000011 Wine Mediterranean Diet

 

Aunque la dieta mediterránea se publicó por primera vez en 1945, por el Estadounidense médico Ancel Keys el cual trabajaba en el Salerno de Italia, se hizo muy conocida y se presentó de una  manera comprensible y científica en el 1995 por el Dr. Walter Willett Escuela de Salud Pública de la Universidad de Harvard.

En particular, se argumentó que la dieta mediterránea, la dieta más saludable en todo el mundo, se  basa a la comida y los alimentos que se consumian principalmente tanto en la isla Griega de Creta así como otras regiones de Grecia y en el sur de Italia a principios de la decada del 1960.

La dieta mediterránea, considerada como la dieta mas sana, combinada con el ejercicio físico regular da enfasis a los alimentos vegetales, la fruta fresca para el postre, el aceite de oliva virgen extra como principal fuente de grasa, los productos lácteos (principalmente queso y yogur), el pescado y el consumo moderado de pollo, el consumo de solo una vez a la semana de carne roja y el consumo de vino moderado.

También se observa que las necesidades diarias de calorías deben ser cubiertos en un 25% – 35% por el consumo de grasa siendo el máximo de grasas saturadas no superior al 8%. Tambien existen informes que la dieta mediterranea no solo es baja en grasas saturadas y sino que es alta en monoinsaturadas y fibra vegetal.

De hecho durante ese tiempo hay una intrigante teoría que más tarde se dio a conocer como la paradoja francesa. En concreto, la pregunta que surge es ¿cómo es que las personas que viven en la cuenca del Mediterráneo y consumen relativamente grandes cantidades de grasa y sin embargo tienen tasas mucho más bajas de enfermedades cardiovasculares en comparación con las personas que siguen el modelo de dieta americano.

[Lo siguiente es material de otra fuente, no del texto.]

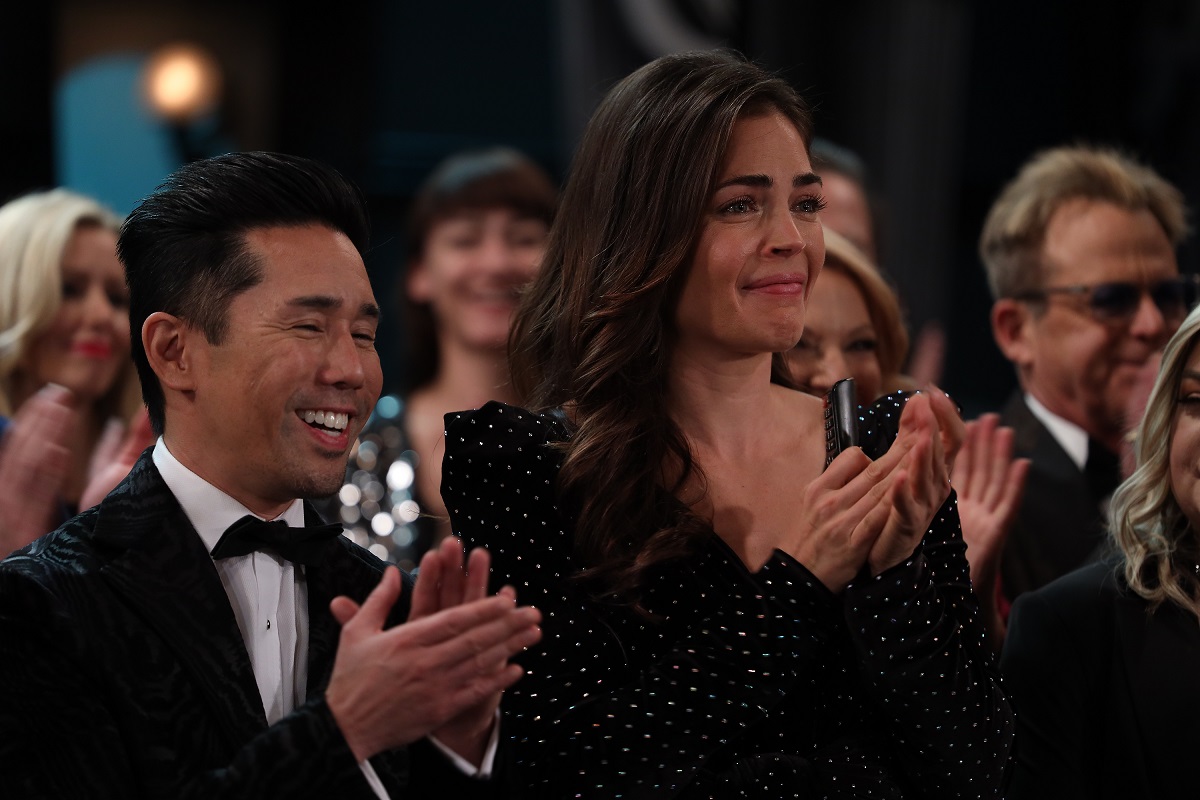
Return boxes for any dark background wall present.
[0,0,1200,410]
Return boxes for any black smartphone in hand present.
[824,378,858,467]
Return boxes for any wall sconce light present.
[144,44,221,125]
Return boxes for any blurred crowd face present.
[821,170,876,261]
[676,113,824,360]
[19,225,130,401]
[787,267,883,404]
[1170,343,1200,531]
[408,207,548,349]
[1016,199,1187,438]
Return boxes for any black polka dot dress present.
[442,396,1013,800]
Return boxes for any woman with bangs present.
[322,148,558,570]
[442,52,1012,798]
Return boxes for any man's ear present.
[991,297,1033,367]
[404,261,433,303]
[142,311,202,392]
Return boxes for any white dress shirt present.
[152,437,500,800]
[1025,395,1088,471]
[152,437,500,800]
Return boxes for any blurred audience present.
[787,226,917,405]
[812,138,946,386]
[1002,302,1200,800]
[0,190,152,555]
[979,146,1195,599]
[324,148,558,566]
[812,137,880,264]
[787,228,1028,649]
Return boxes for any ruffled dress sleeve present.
[442,403,842,798]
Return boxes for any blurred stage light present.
[144,44,221,124]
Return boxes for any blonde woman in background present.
[0,190,151,557]
[1002,302,1200,799]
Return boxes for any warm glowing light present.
[145,44,221,122]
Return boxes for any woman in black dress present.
[442,53,1012,798]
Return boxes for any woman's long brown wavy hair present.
[510,50,812,603]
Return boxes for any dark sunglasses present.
[1013,275,1200,321]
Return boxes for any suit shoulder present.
[0,509,101,578]
[1013,559,1130,624]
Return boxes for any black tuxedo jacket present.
[1001,561,1200,800]
[0,450,487,800]
[1001,392,1105,599]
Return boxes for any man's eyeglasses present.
[1013,275,1200,321]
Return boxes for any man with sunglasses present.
[979,146,1196,600]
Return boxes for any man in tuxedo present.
[0,154,540,799]
[979,146,1195,600]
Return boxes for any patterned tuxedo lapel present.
[94,450,266,751]
[305,505,413,798]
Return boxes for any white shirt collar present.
[1025,395,1088,469]
[152,437,304,553]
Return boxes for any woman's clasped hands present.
[784,389,966,593]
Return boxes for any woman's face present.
[1170,343,1200,530]
[787,269,883,404]
[19,225,130,401]
[676,113,824,360]
[408,207,548,349]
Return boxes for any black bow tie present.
[212,515,342,565]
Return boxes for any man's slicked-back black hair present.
[116,152,370,433]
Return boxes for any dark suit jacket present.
[1001,561,1200,800]
[0,450,486,800]
[1000,392,1105,600]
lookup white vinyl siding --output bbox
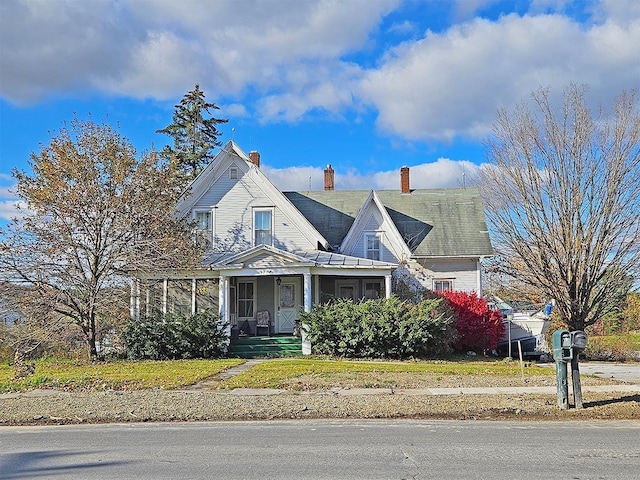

La explicación llegó con el descubrimiento de que la dieta mediterránea incluye el consumo moderado de vino y bastante alto consumo de aceite de oliva virgen extra el cual reemplaza la grasa animal y conlleva a la reducción del colesterol de la sangre.

No obstante la gran conexión entre la dieta y los beneficios sobre la salud se demostro cientificamente a través de los estudios internacionales, como el “estudio de los siete paises” y el estudio “Lyon Heart”.

 

Pocas palabras sobre la Dieta Mediterránea y el estilo de Vida Mediterráneo:

En la  investigación de los siete países, que realizó Ancel Keys en la década de los 1960, se mostró que los habitantes de la isla griega de Creta tenían los niveles mas bajos de la enfermedad cardíaca y la del cáncer en comparación con el de resto de los otros seis países que se incluyeron en la investigación. Los investigadores recurrieron directamente a los beneficios de la dieta, que posteriormente se adoptó como modelo de la dieta mediterránea, porque en esa época los cretenses no disponían ni dinero ni suficiente cobertura de servicios de salud para que se justificasen tan buenos resultados relacionados con los bajos niveles de enfermedades cardiovasculares y de la enfermedad de cáncer. (Nestle, 1995).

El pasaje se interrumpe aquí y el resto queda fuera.